Choosing the Right Token TTL for Your AI Agents

15 minutes vs. 4 hours vs. 24 hours. The right TTL depends on your agent's task duration, failure recovery model, and tolerance for extra latency on token refresh. There is no universal answer — but there is a framework for arriving at the right answer for your workload.

Why TTL matters more for agents than for humans

For human users, OAuth access tokens typically have a short TTL (15-60 minutes) backed by a long-lived refresh token that re-mints the access token transparently. The user never experiences token expiry as a disruption because the refresh happens in the background.

AI agents cannot use the same mechanism as gracefully. A mid-task token expiry means the agent gets a 401 from the API, which it must detect and recover from — either by refreshing the token and retrying, or by failing the task. The token refresh adds latency. If the agent is mid-way through a complex multi-step task, a 401 in the middle can cause partial execution with uncertain state, which is harder to recover from than a clean start-over.
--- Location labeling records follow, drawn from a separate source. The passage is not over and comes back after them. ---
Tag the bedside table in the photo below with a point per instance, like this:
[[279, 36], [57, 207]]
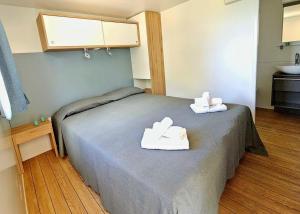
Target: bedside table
[[25, 133]]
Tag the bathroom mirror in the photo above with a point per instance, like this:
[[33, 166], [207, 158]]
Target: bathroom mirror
[[291, 22]]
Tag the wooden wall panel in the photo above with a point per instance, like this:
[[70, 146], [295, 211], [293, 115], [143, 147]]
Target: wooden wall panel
[[155, 48]]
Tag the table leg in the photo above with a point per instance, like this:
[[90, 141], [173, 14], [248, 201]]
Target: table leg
[[18, 158], [53, 143]]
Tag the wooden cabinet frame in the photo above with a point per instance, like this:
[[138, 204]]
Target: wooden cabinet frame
[[44, 39]]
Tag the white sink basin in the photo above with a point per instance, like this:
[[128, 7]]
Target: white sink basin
[[289, 69]]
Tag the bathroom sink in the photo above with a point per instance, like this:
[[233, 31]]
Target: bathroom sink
[[289, 69]]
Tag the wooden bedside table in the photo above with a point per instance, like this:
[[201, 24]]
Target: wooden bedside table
[[25, 133]]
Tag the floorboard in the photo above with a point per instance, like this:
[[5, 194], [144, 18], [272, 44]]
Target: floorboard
[[261, 184]]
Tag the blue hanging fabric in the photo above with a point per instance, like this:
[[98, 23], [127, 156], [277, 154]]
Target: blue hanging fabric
[[9, 73]]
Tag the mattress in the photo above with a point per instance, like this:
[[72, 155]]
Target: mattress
[[102, 138]]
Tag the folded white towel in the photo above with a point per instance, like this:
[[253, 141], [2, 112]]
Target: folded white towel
[[216, 101], [175, 132], [202, 101], [199, 109], [211, 109], [163, 143], [159, 128], [206, 95], [218, 108]]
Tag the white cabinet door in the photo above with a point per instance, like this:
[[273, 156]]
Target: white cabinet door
[[120, 34], [73, 32]]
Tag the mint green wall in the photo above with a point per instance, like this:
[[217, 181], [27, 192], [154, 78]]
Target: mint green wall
[[54, 79]]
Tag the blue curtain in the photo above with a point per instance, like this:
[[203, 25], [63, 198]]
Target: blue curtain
[[17, 98]]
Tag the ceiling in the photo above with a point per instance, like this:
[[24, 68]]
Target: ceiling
[[117, 8]]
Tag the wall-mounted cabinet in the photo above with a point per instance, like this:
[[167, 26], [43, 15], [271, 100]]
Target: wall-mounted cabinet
[[63, 33], [120, 34]]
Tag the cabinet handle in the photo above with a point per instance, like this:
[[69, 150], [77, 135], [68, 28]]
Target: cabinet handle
[[294, 79]]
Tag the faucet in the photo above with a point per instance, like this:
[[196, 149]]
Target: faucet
[[297, 59]]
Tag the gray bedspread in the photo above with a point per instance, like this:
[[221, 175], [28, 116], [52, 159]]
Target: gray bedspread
[[103, 144]]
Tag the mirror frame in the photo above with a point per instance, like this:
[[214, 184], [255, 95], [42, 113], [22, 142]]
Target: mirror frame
[[288, 4]]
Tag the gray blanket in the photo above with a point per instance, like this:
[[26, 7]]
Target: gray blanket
[[103, 144]]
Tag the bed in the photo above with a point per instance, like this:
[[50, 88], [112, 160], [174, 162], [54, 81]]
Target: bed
[[102, 136]]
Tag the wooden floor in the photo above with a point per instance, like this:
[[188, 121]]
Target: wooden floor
[[261, 185]]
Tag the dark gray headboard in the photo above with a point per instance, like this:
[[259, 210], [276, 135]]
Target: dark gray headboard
[[52, 80]]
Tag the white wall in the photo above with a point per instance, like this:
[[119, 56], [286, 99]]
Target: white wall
[[212, 46]]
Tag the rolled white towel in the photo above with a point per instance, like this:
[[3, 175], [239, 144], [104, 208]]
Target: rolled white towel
[[160, 128], [218, 108], [216, 101], [175, 132]]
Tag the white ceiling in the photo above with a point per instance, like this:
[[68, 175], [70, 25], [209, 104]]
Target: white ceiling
[[118, 8]]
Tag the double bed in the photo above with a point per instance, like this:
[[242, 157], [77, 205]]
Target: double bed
[[102, 137]]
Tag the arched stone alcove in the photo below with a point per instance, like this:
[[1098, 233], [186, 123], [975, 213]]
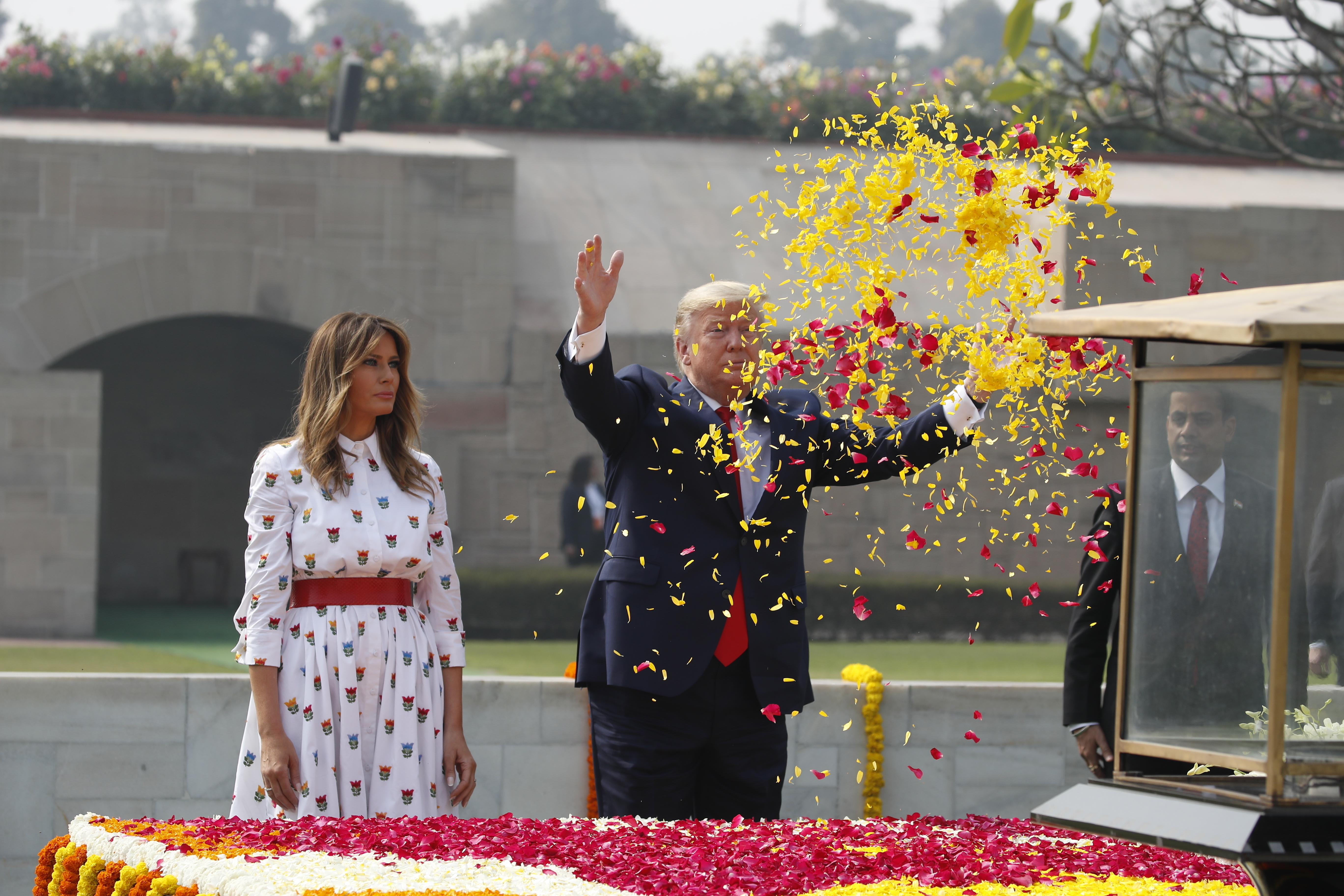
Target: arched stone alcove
[[187, 402]]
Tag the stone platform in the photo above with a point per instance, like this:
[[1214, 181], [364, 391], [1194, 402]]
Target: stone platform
[[160, 745]]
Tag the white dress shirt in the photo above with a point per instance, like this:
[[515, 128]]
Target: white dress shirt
[[1217, 507], [959, 409]]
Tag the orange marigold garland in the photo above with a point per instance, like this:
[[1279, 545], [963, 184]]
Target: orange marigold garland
[[46, 864], [70, 867], [871, 776], [572, 672], [108, 879]]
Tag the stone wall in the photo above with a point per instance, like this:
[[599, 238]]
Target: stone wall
[[156, 746], [49, 503], [470, 240]]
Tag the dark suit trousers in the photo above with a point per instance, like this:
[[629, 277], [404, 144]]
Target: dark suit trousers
[[708, 753]]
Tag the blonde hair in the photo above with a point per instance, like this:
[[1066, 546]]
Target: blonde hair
[[720, 294], [335, 350]]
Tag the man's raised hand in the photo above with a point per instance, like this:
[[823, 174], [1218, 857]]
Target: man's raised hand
[[595, 285]]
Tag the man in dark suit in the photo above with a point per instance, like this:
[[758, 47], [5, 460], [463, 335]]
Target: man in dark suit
[[1201, 593], [694, 643]]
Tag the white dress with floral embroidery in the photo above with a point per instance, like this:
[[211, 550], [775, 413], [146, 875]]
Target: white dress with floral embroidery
[[361, 688]]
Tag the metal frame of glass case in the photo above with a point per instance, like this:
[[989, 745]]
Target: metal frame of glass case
[[1285, 831], [1275, 768]]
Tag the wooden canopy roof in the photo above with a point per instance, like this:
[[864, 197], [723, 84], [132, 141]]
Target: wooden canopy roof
[[1261, 316]]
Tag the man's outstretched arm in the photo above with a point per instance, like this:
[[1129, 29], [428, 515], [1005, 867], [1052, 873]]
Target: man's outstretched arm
[[607, 406]]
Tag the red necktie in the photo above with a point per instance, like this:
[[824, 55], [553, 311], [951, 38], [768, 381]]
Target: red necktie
[[1197, 543], [733, 643]]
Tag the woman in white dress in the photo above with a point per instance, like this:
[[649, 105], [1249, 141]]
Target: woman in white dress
[[351, 624]]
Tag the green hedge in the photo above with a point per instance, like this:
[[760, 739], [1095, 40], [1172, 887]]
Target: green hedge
[[588, 89], [501, 604]]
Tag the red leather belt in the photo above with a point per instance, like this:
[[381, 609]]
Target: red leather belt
[[361, 592]]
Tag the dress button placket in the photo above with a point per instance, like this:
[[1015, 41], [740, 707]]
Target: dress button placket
[[376, 550]]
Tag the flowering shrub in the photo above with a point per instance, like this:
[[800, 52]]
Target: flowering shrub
[[515, 86]]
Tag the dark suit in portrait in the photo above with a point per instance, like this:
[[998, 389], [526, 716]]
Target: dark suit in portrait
[[1326, 572], [677, 545], [1092, 656], [1198, 660]]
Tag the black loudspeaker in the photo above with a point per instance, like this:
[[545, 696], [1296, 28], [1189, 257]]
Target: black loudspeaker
[[341, 117]]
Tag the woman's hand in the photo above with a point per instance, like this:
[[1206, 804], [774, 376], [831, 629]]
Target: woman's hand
[[459, 761], [280, 770], [596, 287]]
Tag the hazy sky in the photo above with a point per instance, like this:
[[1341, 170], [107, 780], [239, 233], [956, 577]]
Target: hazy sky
[[685, 30]]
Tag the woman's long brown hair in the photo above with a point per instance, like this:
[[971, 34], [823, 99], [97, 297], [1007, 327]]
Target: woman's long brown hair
[[334, 352]]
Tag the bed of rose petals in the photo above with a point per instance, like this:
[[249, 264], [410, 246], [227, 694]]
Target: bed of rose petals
[[765, 859]]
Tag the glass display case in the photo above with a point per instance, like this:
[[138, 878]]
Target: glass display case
[[1233, 592]]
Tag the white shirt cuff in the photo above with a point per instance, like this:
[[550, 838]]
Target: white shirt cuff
[[585, 347], [962, 412]]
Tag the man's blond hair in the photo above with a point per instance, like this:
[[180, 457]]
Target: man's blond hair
[[721, 294]]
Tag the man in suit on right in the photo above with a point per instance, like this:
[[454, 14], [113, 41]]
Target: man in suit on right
[[1201, 593]]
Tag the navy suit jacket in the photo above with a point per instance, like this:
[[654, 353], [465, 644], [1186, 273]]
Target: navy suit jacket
[[655, 601]]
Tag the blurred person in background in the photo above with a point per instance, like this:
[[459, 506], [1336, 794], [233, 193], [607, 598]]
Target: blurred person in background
[[583, 512]]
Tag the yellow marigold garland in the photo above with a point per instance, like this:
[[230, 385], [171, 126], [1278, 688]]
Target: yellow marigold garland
[[873, 780]]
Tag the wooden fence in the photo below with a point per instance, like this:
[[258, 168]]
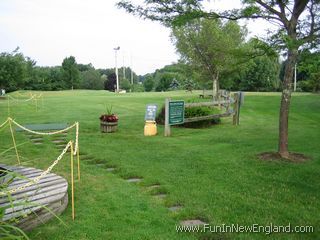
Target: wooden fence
[[224, 101]]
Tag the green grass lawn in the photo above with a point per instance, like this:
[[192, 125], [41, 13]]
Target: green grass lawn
[[213, 173]]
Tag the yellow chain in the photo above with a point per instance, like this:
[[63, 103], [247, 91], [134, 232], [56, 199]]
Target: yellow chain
[[37, 179], [41, 133], [3, 124], [19, 100]]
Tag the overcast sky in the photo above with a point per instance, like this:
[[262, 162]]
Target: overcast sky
[[50, 30]]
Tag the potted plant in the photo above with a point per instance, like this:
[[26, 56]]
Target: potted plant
[[109, 121]]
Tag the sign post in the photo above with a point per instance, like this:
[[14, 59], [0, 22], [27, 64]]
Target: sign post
[[174, 114], [167, 130], [150, 127], [151, 111]]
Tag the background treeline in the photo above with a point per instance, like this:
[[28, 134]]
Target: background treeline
[[20, 72], [242, 70]]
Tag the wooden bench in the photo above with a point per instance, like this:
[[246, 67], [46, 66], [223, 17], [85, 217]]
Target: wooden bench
[[30, 205]]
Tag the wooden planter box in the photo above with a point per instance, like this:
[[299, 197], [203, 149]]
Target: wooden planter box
[[108, 127]]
This is why TTL selection for agents is a deliberate decision rather than an infrastructure default. The right TTL depends on the specific characteristics of the workload, not on general security guidelines.

The three variables that determine your TTL

Task duration. What is the typical duration of your agent's longest task? If your agent runs 5-minute PR reviews, a 15-minute TTL works — the token covers one task with comfortable headroom. If your agent runs 3-hour data processing jobs, a 15-minute TTL means 12 token refreshes per task, each adding latency and creating a potential failure point. For long-running tasks, the TTL should be longer than the task duration, not shorter.

Failure recovery model. If a token expires and the agent gets a 401, what happens? If your agent framework handles 401s by refreshing the token and retrying the last API call transparently, short TTLs are workable. If your agent framework treats a 401 as a fatal error and aborts the task, short TTLs will cause frequent task failures for long-running agents. Check your framework's default 401 handling before setting a short TTL.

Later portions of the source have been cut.